Sericulture, or the raising of silkworms, involves the incubation of the tiny eggs of the silkworm moth until they hatch and become worms. After hatching, the worms are placed under a layer of gauze, on which is spread a layer of finely chopped mulberry leaves. For six weeks, the worms eat almost continuously. At the end of this period, they are ready to spin their cocoons, and branches of trees or shrubs are placed in their rearing houses. The worms climb these branches and make their cocoons in one continuous thread, taking about eight days for the process. The amount of usable silk in each cocoon is small, and about 5500 silkworms are required to produce 1 kg (2.2 lb) of raw silk.

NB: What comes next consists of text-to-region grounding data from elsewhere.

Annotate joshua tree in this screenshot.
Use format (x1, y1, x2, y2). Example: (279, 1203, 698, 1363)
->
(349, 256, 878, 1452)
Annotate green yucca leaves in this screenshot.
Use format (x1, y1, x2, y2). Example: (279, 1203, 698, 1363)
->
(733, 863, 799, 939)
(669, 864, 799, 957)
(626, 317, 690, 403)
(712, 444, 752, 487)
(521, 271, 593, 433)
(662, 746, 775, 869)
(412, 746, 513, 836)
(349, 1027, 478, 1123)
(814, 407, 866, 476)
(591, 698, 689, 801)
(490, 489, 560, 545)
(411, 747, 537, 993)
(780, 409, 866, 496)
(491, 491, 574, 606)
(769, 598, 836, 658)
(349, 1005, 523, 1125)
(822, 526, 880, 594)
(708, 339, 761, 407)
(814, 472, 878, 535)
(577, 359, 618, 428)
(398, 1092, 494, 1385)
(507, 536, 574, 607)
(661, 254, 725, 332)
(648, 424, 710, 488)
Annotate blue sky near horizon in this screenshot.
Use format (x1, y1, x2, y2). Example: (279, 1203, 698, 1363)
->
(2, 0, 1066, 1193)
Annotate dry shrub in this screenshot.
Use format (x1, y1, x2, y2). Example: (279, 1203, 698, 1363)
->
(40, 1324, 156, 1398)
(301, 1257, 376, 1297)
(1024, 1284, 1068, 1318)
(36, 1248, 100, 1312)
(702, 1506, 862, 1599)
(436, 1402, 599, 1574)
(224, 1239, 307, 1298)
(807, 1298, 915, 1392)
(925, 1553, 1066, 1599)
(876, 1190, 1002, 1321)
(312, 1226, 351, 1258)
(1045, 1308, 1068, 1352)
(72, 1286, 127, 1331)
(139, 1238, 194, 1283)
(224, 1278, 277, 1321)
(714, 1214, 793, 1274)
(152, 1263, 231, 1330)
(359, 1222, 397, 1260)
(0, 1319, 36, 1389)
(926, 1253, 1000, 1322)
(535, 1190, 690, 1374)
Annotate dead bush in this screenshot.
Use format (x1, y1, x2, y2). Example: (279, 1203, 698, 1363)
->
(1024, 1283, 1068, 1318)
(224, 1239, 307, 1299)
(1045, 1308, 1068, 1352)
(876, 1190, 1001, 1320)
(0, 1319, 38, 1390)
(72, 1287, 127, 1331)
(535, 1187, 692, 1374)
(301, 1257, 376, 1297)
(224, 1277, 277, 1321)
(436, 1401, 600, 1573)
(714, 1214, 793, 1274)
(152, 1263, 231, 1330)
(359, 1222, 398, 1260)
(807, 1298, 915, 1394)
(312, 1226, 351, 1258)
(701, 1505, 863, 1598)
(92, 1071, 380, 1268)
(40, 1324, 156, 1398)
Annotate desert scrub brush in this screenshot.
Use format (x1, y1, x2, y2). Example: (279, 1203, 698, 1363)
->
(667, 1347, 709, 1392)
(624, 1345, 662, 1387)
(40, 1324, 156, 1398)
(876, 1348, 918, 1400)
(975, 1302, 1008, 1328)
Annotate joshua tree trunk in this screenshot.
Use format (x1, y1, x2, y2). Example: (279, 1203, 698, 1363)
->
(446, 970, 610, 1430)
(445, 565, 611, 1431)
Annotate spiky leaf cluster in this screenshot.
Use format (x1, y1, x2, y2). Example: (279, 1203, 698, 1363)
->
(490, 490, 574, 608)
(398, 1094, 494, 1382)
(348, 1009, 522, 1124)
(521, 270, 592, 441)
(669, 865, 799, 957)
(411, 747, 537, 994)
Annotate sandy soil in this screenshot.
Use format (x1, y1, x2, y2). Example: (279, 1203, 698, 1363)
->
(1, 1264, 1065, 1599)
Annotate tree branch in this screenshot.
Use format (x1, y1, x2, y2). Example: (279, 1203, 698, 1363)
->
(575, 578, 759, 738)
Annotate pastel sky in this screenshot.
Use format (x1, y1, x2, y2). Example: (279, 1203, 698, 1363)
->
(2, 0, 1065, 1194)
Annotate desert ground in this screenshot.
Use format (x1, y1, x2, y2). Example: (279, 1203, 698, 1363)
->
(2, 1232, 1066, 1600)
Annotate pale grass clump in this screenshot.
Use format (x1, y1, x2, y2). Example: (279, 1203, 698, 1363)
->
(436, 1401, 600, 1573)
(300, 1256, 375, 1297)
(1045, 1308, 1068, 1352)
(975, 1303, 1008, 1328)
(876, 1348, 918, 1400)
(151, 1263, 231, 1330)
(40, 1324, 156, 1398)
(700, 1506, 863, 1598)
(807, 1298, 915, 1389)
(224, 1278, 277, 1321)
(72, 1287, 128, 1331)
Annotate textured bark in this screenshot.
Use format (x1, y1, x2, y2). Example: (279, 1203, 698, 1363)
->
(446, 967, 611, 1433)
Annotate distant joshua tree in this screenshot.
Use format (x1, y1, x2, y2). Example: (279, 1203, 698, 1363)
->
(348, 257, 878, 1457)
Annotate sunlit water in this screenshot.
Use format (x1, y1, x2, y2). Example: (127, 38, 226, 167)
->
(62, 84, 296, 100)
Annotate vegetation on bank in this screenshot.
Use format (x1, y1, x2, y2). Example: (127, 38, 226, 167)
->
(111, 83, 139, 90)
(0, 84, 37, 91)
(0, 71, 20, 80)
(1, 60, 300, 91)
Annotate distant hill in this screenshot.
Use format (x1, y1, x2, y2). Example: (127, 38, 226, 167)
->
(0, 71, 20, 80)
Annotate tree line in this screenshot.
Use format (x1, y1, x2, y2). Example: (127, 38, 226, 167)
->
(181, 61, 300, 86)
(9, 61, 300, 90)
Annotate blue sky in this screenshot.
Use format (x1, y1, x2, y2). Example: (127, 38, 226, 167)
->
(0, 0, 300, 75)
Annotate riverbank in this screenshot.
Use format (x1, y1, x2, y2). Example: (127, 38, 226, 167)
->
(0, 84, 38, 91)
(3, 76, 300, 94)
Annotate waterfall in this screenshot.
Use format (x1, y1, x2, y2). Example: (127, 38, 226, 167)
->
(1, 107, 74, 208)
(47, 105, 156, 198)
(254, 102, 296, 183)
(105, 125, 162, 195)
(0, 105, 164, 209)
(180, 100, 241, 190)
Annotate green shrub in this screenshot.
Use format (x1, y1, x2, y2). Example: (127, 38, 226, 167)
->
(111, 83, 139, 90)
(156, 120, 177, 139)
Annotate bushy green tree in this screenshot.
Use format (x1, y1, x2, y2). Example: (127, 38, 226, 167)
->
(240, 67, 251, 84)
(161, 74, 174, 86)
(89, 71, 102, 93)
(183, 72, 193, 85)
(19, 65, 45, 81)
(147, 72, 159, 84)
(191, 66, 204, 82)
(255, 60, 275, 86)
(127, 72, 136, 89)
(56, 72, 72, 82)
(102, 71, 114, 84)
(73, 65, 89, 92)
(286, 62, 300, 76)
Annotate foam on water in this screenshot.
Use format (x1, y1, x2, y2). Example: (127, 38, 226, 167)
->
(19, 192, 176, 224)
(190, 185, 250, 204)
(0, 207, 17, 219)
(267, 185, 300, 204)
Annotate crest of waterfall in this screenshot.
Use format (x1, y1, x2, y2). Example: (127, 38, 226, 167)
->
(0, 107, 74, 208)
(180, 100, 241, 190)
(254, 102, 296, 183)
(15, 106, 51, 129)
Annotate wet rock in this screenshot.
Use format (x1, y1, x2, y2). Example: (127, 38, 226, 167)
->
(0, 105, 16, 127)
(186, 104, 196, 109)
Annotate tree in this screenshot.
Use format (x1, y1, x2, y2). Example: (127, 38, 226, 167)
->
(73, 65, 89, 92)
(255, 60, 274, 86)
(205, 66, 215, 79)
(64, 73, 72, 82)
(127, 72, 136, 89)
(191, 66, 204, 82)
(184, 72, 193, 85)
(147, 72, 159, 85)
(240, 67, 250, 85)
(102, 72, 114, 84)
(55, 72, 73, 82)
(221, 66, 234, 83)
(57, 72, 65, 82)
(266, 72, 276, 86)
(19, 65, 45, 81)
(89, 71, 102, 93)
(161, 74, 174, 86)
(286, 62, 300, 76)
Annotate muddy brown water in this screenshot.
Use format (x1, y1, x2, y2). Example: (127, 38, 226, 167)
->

After the complete cocoons have been gathered, the initial step in silk manufacture is to kill the insects inside them. Thus, the cocoons are first boiled or treated in ovens, killing the insects by heat. The silk fiber is obtained from the cocoons by a delicate process known as reeling, or filature. The cocoons are first heated in boiling water to dissolve the gummy substance that holds the cocoon filament in place. After this heating, the filaments from four to eight cocoons are joined and twisted and are then combined with a number of other similarly twisted filaments to make a thread that is wound on a reel. When each cocoon is unwound, it is replaced with another cocoon. The resulting thread, called raw silk, consists usually of 48 individual silk fibers. The thread is continuous and, unlike the threads spun from other natural fibers such as cotton and wool, is made up of extremely long fibers. Along with cocoons damaged by emerging worms used for breeding stock, the filaments from the coarse outer portion of the cocoon, which is removed by brushing before reeling, and the inner portion of the cocoon, which remains after reeling the raw silk, are mixed to produce a low grade of silk staple that is spun into yarn. The next step in the processing of silk is the twisting of one or more threads of the raw silk into a strand sufficiently strong for weaving or knitting. This procedure is called throwing. Four different types of silk thread may thus be produced: organzine, crepe, tram, and thrown singles. Organzine is a thread made by giving the raw-silk thread a preliminary twist in one direction and then twisting two of these threads together in the opposite direction at the rate of about 4 turns/cm (10 turns/in). Crepe is similar to organzine but is twisted to a much greater extent, usually between 16 and 32 turns/cm (40 and 80 turns/in). Tram is made by twisting in only one direction two or more raw-silk threads, with 8 to 12 turns/cm (20 to 30 turns/in). Thrown singles are individual raw-silk threads that are twisted in only one direction, the number of turns depending on the quality of thread desired. In general, organzine thread is used for the warp threads of materials, and tram threads for the weft, or filling. Crepe thread is employed in the weaving of characteristic crinkly fabrics, and single thread is used for sheer fabrics.
Properties of the silk: 1)It is versatile and very comfortable. 2)It absorbs moisture. 3)It is cool to wear in the summer yet warm to wear in winter. 4)It can be easily dyed. 5)It retains its shape and is relatively smooth. 6)It has a poor resistance to sunlight exposure. 7)It is the strongest natural fiber and is lustrous. Uses: Silk is used to make blouses, dresses, scarves, pants and ties. It can also be made into curtains, draperies, cushion covers and sofa covers.